Looking inside WebKit and the macOS dispatching systems using log data

Last week I showed some simple analyses of log data which revealed how the macOS unified log can reflect activities and patterns of app usage from many weeks earlier. In my second dip into the log data for the last 3+ months, I’m going to look at WebKit internals, and some of the undocumented macOS scheduling and dispatching system, CoreDuet.

These data were obtained from my iMac’s logd log as detailed in that previous article, and have been examined using Numbers.

You may recall from the previous analysis that the two processes accounting for much, sometimes the majority, of the log load were com.apple.WebKit.Networking and com.apple.WebKit.WebContent. In almost all log periods, the first process formed around 40% of the total log load, and the second came in a more distant second with around 8-10%. This is shown in my sample figures for a typical single log.

logload30

I’ve been unable to find any documentation describing these lower-level subsystems in WebKit, but presume from their names that WebKit.Networking is mainly concerned with handling web and related protocols and the communications functions within WebKit, while WebKit.WebContent is more about handling and rendering web content. WebKit is quite heavily used, not just by Safari, but by many other apps like the Finder’s Quick Look and Mail, to preview web pages.

logload35

The top chart here shows the log load of WebKit.Networking over the period between 28 June and 11 October, and the chart below that shows the same for WebKit.WebContent. Over much of the period, the two go hand in hand: a quiet log in one is usually fairly quiet in the other, making them reasonable indicators of user activity, as you might expect.

However, there are some peaks which appear in WebKit.WebContent, notably that on 21 July, which do not tally with higher values in WebKit.Networking. Unfortunately, those peaks were in the more distant past, and the segment for which log files are still held is after 2 September, with only smaller peaks appearing in WebKit.WebContent then.

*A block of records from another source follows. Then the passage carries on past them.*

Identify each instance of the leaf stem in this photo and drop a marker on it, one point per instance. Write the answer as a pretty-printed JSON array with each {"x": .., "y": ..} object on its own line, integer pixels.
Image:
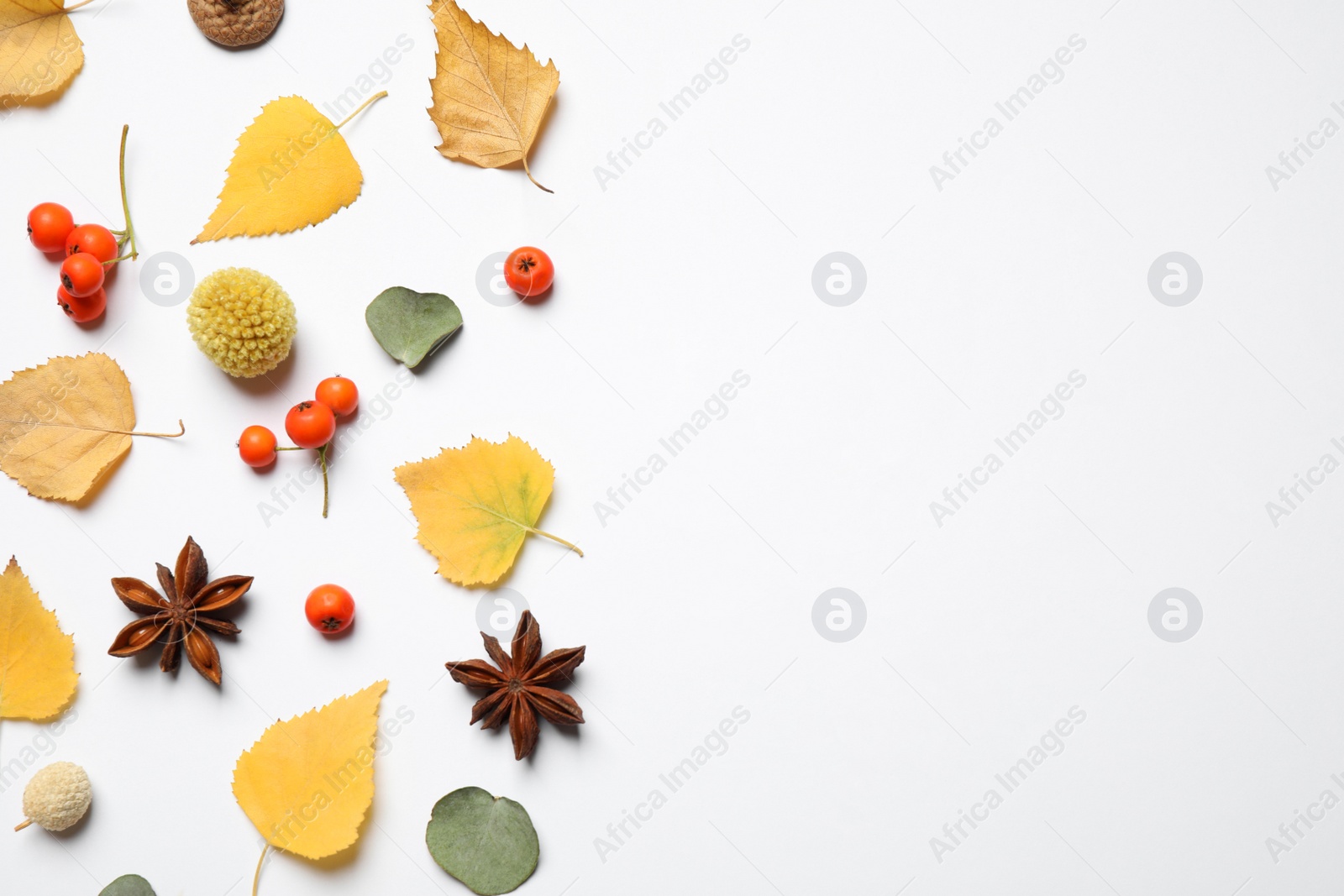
[
  {"x": 322, "y": 456},
  {"x": 181, "y": 430},
  {"x": 125, "y": 206},
  {"x": 526, "y": 170},
  {"x": 555, "y": 537},
  {"x": 362, "y": 107},
  {"x": 260, "y": 862}
]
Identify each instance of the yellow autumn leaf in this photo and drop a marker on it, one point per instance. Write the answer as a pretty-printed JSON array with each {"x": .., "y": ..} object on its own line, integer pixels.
[
  {"x": 65, "y": 423},
  {"x": 476, "y": 504},
  {"x": 308, "y": 782},
  {"x": 490, "y": 97},
  {"x": 292, "y": 168},
  {"x": 37, "y": 658},
  {"x": 39, "y": 49}
]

Looking back at the original data from logd‘s log, the log file in which the highest peak occurred in WebKit.WebContent (50.8% load) was unusually short. It is possible that this coincided with a period in which more log entries were put in Special log files, which are not included in this analysis.

logload36

The other pair of processes which I want to look at here are those involved with monitoring of environmental and other conditions, and the management of scheduling and dispatching of background and other activities: coreduetd and the heuristics side in DuetHeuristic-BM. These are also undocumented, but coreduetd is the daemon responsible for calling off important activities such as the scheduling of Time Machine’s routine backups.

These are shown for the same period of log files in the chart above, and seem to follow quite complex patterns. Most notable are periodic dropouts in the coreduetd log load, and occasional spikes in both coreduetd and DuetHeuristic-BM.

One potential explanation of these is the known bug in macOS Sierra in which coreduetd (DAS) stops working normally after around 7 days of continuous running, resulting in failure of periodic tasks such as Time Machine backups – a problem which I have investigated in many previous articles here (and which seems to have been fixed at last in High Sierra).

To look at this in a more holistic way, I have combined these charts into one; as this is very busy, you can click on it to open it in a new tab/window, where it can be enlarged.

logload37

This gives an overview of five macOS processes for the period: the two WebKit components are at the top, the kernel below them, and CoreDuet processes at the bottom. Four of the red line markers show dropouts in coreduetd, and that at the right (labelled) marks the start of my long series of High Sierra downloads and installations.

Three of the four dropouts in coreduetd do appear to be instances of its failure, with no signs of anything untoward happening in WebKit or the kernel. The dropout on 21 July appears different, though, as it coincides with the glitch in WebKit.WebContent, very low WebKit.Networking load, and an exceptionally short log file. It would have been valuable to have looked at that log file in more detail, which would only be possible using a Time Machine backup.

High Sierra brought unusually high kernel log loads, and low loads in coreduetd and DuetHeuristic-BM. These may be accounted for by the fact that these logs exclude periods when this iMac was running High Sierra (collected into its own logs on the external boot disks), and the fact that, when running in Sierra, my iMac was making repeated full Time Machine backups over this period.

Traditional logs are relatively quiet, and a place to look for warnings and errors. When you’re trying to look for one or two events, which might help diagnose or explain a problem or bug, they are excellent tools – if they happen to have captured the right messages at the right time.

Although you can still use the macOS unified log in that same way, with Consolation or the log command to hunt down and explore small numbers of events, the unified log is also a unique platform for looking at statistics and patterns. A traditional log may tell you that an app crashed when trying to display a specific dialog; the unified log could tell you that app was having more generalised problems in handling several of its dialogs, or that a particular framework or service in macOS was in trouble, and why.

The approach that I have used in these two articles, starting from the log summaries in logd‘s log, shows a prototype for a new method of approaching the unified log, from the top down, eventually reaching the level of pooled log entries for specific types of event. To be able to use this, we need radically new tools for working with the macOS log.